Volunteering with ANA

We make it easy to get started!

If you are considering volunteering, thank you! We encourage you to read these three steps to help you maximize the experience for both you and ANA.

Our nationwide volunteer network is dedicated to serving the AN community by increasing the ANA's outreach and impact in several meaningful ways. If you are a U.S. resident and 18 years of age or older and are interested in volunteering, please review the programs and activities listed below that fit your interests, skills and availability. To get started, complete our volunteer interest form or contact us today!

Manager, Volunteer Programs

volunteers@ANAUSA.org

770-205-8211

Support Group Program

ANA Support Groups are led by people just like you - acoustic neuroma patients or family members/caregivers that volunteer their time to help others on their AN journey.

Support Group volunteers schedule and coordinate in-person meetings in local communities and/or facilitate virtual meetings. Support Group meetings provide opportunities to learn about acoustic neuroma topics of interest through educational presentations and guest speakers as well as offering supportive time for caring, sharing and networking.

We have resources that make it easy and we are here to help you every step of the way. Apply to be a support group leader today! Complete our Volunteer Interest Form or contact us at volunteers@ANAUSA.org.

Peer Mentor Program

Peer mentors are located across the U.S. and represent a wide range of treatment types, tumor sizes, and talking points on many acoustic neuroma-related issues.

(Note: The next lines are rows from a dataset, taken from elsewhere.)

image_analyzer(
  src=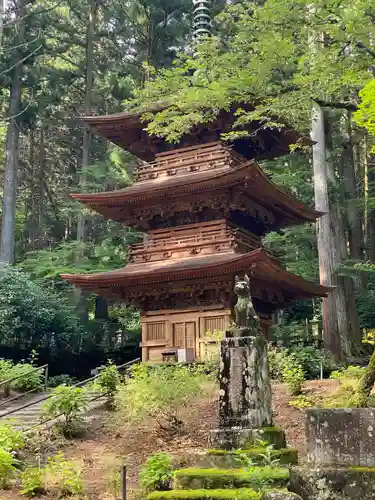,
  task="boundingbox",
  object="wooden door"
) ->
[172,321,196,354]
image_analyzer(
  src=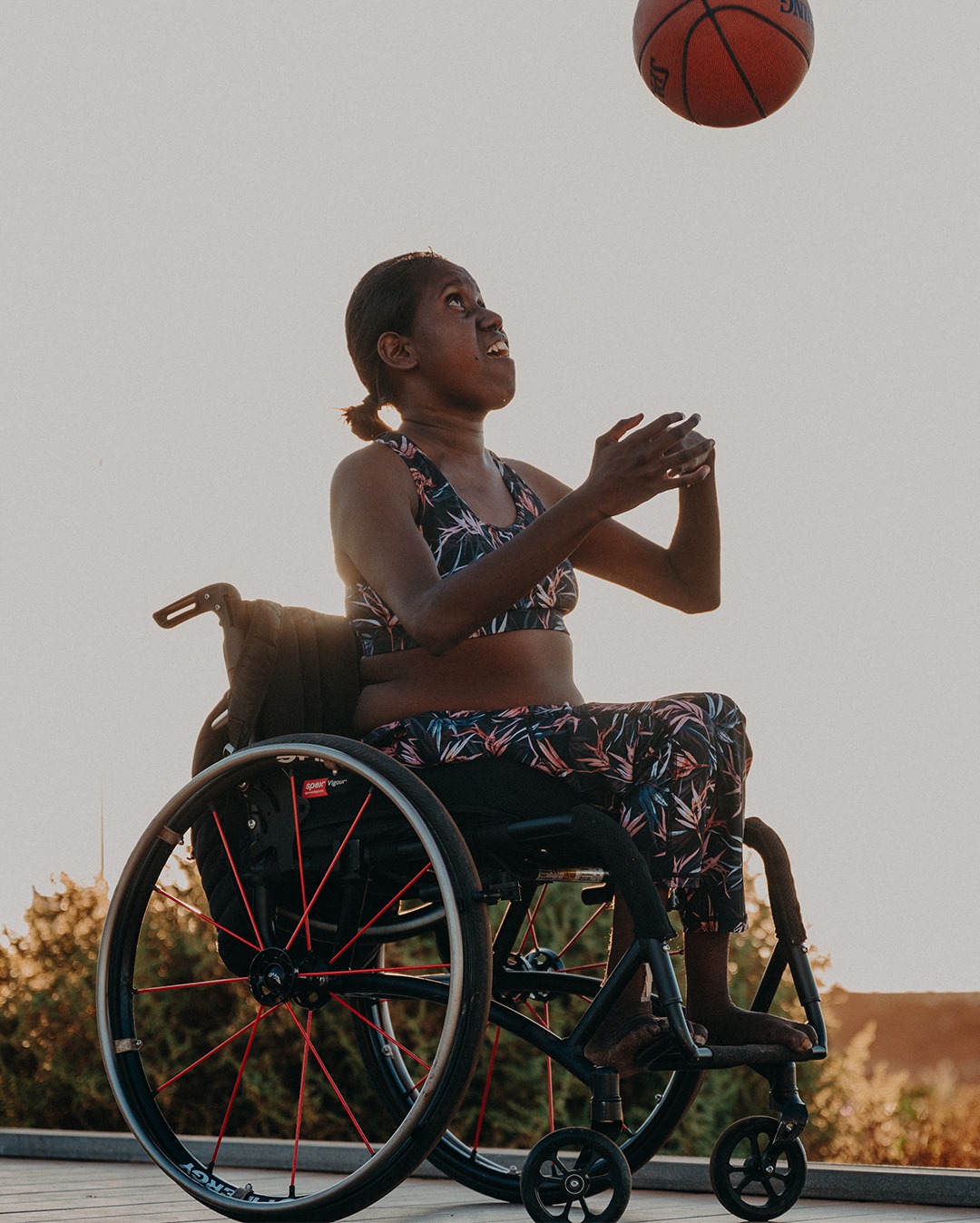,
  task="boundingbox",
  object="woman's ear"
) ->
[378,331,418,370]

Peer mentors are acoustic neuroma patients and family members/caregivers who volunteer their time to share their own personal AN experience in an effort to increase awareness, provide information, and educate patients about AN diagnosis and treatment, as well as provide encouragement and support via phone or email. One-on-one support with peers helps reduce the isolation and loneliness that many acoustic neuroma patients feel.

Enrollment for this program is currently closed. If you have any questions, please email volunteers@ANAUSA.org.

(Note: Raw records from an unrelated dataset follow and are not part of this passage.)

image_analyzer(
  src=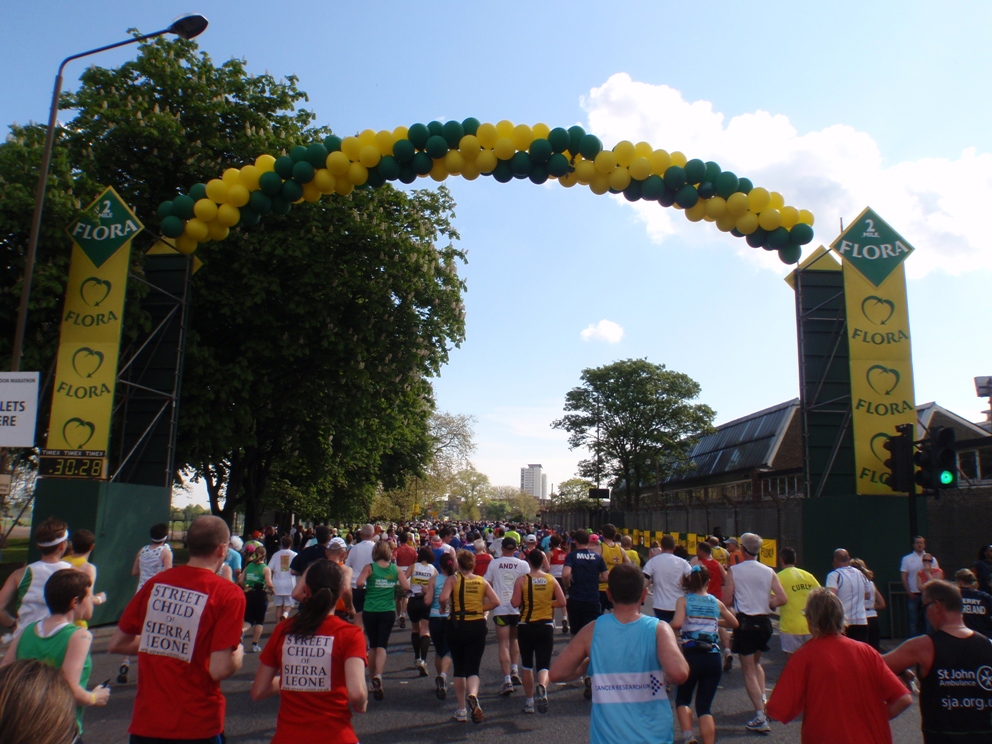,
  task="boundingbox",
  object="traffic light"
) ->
[882,432,913,493]
[913,426,958,491]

Community Connections Program

Community Connections provides informal meeting opportunities with local acoustic neuroma patients in a variety of areas across the U.S. Enjoy casual networking time with other acoustic neuroma patients and find encouragement and support through shared experiences.

For more information about this volunteer opportunity, complete our Volunteer Interest Form or email volunteers@anausa.org

Milestones

There are milestones or anniversaries that people remember as a significant event noting a special achievement during the AN journey from a very personal, individual perspective. For some, a milestone can be making a tough treatment decision after months of information gathering. For others, it may be a treatment anniversary, or perhaps reaching a specific goal after treatment. Whether large or small, milestones and anniversaries are meaningful markers and are as unique as the individual.

We hope that seeing these realistic and personal events, submitted by patients, caregivers or family members, will provide a sense that you are not along and you will find comfort from others that have faced similar circumstances. Together we can make a difference by encouraging others on their AN journey.

Sample milestone:
At age 33 and mom to two small children, I learned I had a 2.5cm AN. I had successful Translab surgery in May 2017. Unfortunately, I awoke from surgery with facial paralysis and struggled to get back on my feet without help. I wanted to be strong and healthy and get back to what I loved - running. I kept a positive attitude (even though there were plenty of bad days), had an amazing support system and set a goal to run my first race six months post-surgery. I completed a 10K and raised $3,000.00 for ANA!

SUBMIT MILESTONE
VIEW MILESTONE GALLERY

*The ANA retains the right to use your story and/or photograph(s) and video(s) and any other submissions at our discretion across the ANA’s digital and print platforms for communications and/or promotional purposes. Your story may be edited for length, grammar or style. Your photographs may be cropped for size and/or edited for clarity or style.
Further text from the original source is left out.